If the Investigator is not called as a witness or if the evidence has not been authenticated, the Vice-Chair or Panel may not admit the surveillance evidence or may give it less weight.
Surveillance evidence commissioned by the Board is sometimes received by the Tribunal as a part of a worker’s claim file. In such instances, the Tribunal does not require the Investigator to attend as a witness at the Tribunal hearing. However, the Tribunal would normally expect the surveillance evidence would be authenticated by affidavit. If the evidence has not been authenticated or if the Investigator is not called as a witness, the Vice-Chair or Panel may not admit the surveillance evidence or may give it less weight.
Admissibility of Surveillance Evidence
Tribunal case law sets out three criteria that generally form the basis of the Tribunal’s reasoning in deciding the admissibility of surveillance evidence. In considering whether it will admit the surveillance evidence, the Panel or Vice-Chair may consider any relevant factors, including three criteria that have been identified in Tribunal case law as the relevant “categories of inquiry”:
- the relevance of the evidence to the issue in dispute
- the authenticity of the evidence
- exclusion due to special circumstances (such as inherent flaws in the evidence).

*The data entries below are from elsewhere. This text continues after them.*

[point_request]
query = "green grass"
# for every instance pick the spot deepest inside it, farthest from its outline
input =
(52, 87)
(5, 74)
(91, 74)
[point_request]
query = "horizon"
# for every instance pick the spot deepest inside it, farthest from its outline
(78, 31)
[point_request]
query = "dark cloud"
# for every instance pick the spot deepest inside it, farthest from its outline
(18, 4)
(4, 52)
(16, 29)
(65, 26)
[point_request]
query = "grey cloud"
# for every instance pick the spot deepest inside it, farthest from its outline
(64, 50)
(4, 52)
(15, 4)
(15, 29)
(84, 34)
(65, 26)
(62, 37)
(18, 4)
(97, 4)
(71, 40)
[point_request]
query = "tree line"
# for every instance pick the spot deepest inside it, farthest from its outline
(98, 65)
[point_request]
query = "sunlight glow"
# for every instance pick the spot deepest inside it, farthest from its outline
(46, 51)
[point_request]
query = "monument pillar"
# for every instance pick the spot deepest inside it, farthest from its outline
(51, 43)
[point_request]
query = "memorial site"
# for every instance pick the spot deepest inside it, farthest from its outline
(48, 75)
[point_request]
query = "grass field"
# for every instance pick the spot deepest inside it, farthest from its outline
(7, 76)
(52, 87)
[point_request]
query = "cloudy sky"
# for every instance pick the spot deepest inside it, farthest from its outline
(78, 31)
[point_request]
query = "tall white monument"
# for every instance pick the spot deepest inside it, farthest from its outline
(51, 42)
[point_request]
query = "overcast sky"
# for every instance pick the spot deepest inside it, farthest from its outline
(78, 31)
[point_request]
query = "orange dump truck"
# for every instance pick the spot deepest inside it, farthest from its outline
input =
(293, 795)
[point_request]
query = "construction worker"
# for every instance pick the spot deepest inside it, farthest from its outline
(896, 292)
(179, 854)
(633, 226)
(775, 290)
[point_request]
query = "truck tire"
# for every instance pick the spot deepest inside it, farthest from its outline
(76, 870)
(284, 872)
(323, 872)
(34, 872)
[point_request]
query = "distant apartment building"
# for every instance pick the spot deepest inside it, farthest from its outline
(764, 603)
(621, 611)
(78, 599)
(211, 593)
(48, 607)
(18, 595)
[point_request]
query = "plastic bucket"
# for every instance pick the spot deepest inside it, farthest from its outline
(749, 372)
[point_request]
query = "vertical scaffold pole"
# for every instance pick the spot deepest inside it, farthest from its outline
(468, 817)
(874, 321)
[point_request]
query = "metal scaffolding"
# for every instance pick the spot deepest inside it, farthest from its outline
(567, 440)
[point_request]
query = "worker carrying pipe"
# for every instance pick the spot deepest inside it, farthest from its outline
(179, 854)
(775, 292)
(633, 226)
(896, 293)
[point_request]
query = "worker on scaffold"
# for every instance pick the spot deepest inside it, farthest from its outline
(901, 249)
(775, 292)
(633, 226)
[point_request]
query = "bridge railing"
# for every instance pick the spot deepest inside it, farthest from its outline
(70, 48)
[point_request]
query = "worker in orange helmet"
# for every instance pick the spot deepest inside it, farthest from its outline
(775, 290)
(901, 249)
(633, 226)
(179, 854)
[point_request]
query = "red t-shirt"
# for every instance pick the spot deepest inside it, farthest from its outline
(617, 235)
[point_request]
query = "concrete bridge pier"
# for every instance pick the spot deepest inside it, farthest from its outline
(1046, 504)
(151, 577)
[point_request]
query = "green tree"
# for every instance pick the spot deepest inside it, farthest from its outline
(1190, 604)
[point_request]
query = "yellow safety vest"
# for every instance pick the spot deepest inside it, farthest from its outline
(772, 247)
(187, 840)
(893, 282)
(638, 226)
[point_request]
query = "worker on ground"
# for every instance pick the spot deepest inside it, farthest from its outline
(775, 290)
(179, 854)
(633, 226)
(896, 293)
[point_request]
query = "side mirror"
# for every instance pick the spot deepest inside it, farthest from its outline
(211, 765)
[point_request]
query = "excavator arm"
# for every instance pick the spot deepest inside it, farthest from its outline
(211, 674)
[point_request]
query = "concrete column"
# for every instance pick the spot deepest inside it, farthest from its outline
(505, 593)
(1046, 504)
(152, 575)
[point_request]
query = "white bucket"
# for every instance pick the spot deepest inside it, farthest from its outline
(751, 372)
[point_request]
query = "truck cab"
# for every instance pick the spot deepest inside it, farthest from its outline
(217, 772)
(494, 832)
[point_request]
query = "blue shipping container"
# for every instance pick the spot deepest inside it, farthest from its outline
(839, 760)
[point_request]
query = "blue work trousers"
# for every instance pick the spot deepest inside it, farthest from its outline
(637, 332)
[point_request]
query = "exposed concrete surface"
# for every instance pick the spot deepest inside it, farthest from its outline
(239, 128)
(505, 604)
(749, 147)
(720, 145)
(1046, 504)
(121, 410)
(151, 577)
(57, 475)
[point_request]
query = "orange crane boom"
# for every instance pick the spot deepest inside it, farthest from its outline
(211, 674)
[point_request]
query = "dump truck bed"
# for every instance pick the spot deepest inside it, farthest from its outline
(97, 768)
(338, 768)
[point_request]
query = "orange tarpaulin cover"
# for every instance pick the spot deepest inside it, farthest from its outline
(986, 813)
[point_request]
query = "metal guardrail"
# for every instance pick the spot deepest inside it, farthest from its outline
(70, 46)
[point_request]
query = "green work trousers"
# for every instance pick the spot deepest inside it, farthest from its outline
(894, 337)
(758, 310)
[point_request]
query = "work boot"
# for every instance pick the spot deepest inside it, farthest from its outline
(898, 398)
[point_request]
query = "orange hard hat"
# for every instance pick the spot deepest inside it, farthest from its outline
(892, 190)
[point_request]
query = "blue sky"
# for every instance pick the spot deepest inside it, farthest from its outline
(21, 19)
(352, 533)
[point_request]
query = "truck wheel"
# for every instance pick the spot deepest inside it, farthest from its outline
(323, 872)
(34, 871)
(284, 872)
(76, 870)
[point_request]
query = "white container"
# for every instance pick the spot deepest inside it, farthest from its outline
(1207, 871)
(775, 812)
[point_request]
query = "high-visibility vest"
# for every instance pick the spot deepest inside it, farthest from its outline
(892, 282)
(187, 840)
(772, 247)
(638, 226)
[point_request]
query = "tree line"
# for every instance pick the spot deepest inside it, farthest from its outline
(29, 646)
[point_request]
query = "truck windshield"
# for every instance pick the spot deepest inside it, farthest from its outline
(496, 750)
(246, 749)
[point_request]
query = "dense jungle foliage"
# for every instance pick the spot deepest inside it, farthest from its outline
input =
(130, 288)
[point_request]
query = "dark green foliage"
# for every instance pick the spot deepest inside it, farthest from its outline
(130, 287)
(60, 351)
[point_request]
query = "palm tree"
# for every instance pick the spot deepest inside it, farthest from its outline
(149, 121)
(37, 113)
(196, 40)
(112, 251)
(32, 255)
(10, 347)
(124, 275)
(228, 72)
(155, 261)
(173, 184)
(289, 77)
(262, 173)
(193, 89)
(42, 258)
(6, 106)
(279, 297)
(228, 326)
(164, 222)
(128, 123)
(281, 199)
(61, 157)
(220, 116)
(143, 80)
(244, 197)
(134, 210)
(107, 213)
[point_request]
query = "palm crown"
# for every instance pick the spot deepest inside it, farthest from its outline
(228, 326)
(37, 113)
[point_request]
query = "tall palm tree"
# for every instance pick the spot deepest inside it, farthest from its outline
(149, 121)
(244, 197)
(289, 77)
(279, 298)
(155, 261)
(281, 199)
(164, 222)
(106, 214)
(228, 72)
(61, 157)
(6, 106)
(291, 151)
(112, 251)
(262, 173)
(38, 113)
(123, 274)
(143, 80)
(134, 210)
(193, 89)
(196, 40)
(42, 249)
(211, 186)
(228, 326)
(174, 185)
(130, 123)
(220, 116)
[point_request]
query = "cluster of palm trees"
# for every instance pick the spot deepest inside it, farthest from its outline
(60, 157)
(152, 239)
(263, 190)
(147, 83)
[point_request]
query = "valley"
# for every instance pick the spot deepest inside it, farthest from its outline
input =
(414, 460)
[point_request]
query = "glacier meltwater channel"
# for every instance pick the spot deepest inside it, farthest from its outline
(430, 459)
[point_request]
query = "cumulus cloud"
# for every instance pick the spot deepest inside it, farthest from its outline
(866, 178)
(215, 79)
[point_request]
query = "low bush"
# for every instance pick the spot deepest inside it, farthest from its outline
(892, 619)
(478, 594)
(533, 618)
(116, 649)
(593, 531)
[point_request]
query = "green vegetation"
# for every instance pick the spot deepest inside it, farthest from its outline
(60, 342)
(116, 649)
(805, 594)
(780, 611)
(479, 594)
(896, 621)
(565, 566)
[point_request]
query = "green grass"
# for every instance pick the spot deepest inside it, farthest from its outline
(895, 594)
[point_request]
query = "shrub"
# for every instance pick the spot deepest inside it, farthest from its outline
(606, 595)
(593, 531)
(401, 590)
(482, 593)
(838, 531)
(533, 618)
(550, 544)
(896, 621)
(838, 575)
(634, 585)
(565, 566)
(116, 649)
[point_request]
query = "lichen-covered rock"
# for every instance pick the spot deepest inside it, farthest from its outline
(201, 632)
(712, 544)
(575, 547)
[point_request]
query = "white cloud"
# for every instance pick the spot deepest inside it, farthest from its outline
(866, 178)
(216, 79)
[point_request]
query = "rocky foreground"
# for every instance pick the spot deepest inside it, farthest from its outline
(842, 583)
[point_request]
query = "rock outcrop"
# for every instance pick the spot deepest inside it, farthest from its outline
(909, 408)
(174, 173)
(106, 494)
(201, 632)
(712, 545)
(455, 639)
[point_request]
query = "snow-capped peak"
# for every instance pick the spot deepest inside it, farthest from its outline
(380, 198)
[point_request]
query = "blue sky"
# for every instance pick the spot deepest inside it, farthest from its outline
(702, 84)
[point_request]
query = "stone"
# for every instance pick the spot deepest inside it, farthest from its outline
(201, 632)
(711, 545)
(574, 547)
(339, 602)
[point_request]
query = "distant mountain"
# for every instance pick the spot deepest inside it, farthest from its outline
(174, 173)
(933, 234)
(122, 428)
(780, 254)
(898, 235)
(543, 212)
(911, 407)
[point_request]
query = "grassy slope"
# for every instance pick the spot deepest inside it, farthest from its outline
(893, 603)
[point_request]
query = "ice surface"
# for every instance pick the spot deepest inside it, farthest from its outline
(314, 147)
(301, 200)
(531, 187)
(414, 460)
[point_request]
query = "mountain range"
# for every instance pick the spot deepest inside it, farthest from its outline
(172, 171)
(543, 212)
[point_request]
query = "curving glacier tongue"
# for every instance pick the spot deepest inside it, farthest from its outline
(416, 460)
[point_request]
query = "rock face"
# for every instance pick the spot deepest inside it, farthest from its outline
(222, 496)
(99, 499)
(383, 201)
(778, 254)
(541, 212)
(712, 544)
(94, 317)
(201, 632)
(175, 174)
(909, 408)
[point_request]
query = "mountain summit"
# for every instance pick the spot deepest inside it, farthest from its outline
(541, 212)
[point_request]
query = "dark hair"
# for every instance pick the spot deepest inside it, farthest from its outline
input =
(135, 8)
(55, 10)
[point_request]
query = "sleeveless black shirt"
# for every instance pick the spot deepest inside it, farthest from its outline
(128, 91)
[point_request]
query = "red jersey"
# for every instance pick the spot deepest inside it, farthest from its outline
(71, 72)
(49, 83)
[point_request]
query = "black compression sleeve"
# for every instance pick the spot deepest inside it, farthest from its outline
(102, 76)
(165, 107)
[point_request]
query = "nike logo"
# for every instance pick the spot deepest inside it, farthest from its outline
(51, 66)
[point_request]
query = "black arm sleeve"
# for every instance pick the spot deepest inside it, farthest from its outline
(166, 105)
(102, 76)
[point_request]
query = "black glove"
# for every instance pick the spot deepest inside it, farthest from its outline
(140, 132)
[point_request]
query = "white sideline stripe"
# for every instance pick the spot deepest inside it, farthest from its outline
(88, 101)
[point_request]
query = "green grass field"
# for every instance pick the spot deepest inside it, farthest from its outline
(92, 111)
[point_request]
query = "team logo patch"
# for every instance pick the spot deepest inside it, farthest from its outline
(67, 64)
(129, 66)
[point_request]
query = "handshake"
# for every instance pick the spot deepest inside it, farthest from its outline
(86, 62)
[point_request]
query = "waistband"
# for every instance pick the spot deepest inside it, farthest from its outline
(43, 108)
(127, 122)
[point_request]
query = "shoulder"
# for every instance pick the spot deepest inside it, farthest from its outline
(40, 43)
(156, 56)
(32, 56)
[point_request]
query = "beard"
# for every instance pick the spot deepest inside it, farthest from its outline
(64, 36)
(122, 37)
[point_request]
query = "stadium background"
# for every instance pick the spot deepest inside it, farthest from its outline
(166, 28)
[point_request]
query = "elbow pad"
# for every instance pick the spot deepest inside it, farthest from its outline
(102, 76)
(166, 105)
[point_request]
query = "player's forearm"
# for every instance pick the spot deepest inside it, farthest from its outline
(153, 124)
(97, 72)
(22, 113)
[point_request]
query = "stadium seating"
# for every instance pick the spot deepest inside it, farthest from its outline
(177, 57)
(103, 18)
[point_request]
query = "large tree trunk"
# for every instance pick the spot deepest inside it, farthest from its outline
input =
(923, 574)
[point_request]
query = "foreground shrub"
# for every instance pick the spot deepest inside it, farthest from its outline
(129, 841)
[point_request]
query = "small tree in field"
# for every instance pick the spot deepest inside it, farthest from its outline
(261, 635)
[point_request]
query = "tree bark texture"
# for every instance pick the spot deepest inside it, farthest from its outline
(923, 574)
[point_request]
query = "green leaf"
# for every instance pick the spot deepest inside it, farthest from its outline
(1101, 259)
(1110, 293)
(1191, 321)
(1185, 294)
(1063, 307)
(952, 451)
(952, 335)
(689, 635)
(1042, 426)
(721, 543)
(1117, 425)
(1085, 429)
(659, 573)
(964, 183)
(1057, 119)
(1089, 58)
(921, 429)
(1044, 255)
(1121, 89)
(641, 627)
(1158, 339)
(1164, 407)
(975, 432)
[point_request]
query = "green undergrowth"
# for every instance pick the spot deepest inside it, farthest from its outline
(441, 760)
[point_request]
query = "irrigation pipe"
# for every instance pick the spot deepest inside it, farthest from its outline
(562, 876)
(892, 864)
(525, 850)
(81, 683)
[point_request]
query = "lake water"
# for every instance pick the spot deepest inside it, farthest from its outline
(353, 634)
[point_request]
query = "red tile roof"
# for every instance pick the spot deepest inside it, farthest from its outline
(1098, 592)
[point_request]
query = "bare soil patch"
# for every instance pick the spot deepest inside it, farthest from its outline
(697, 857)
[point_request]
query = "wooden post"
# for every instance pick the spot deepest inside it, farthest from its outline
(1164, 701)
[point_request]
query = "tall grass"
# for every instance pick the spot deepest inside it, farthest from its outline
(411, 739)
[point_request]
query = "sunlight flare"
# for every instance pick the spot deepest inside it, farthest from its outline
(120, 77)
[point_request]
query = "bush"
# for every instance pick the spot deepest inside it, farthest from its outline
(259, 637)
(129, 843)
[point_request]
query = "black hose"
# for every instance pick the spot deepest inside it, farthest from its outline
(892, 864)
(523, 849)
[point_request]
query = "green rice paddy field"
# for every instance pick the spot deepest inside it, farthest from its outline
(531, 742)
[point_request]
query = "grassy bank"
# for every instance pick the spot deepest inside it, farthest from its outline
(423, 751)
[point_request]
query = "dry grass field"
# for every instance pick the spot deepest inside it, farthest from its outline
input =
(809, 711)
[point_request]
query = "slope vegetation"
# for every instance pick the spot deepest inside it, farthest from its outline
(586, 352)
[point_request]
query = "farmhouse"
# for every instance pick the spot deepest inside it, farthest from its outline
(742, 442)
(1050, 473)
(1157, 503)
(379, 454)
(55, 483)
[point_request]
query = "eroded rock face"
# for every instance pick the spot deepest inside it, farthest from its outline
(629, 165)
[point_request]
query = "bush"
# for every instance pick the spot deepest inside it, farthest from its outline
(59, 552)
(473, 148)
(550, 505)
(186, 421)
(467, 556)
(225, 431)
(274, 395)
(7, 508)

Weight of Surveillance Evidence
In considering how much weight will be given to the surveillance evidence, the Panel or Vice-Chair may consider any relevant factor, including:
- the extent to which surveillance evidence has been properly authenticated
- the extent to which surveillance evidence has been edited or provides a selective snapshot and not a whole picture
- the quality and clarity of the surveillance evidence
- the duration of the surveillance
- any strengths and weaknesses in the surveillance procedures
- whether the subject of the surveillance has had an opportunity to explain the activity depicted in the evidence
- whether the investigator attended the hearing
Surveillance evidence will be considered in context and in conjunction with all other evidence on record. See Practice Direction: Disclosure, Witnesses and the Three Week Rule.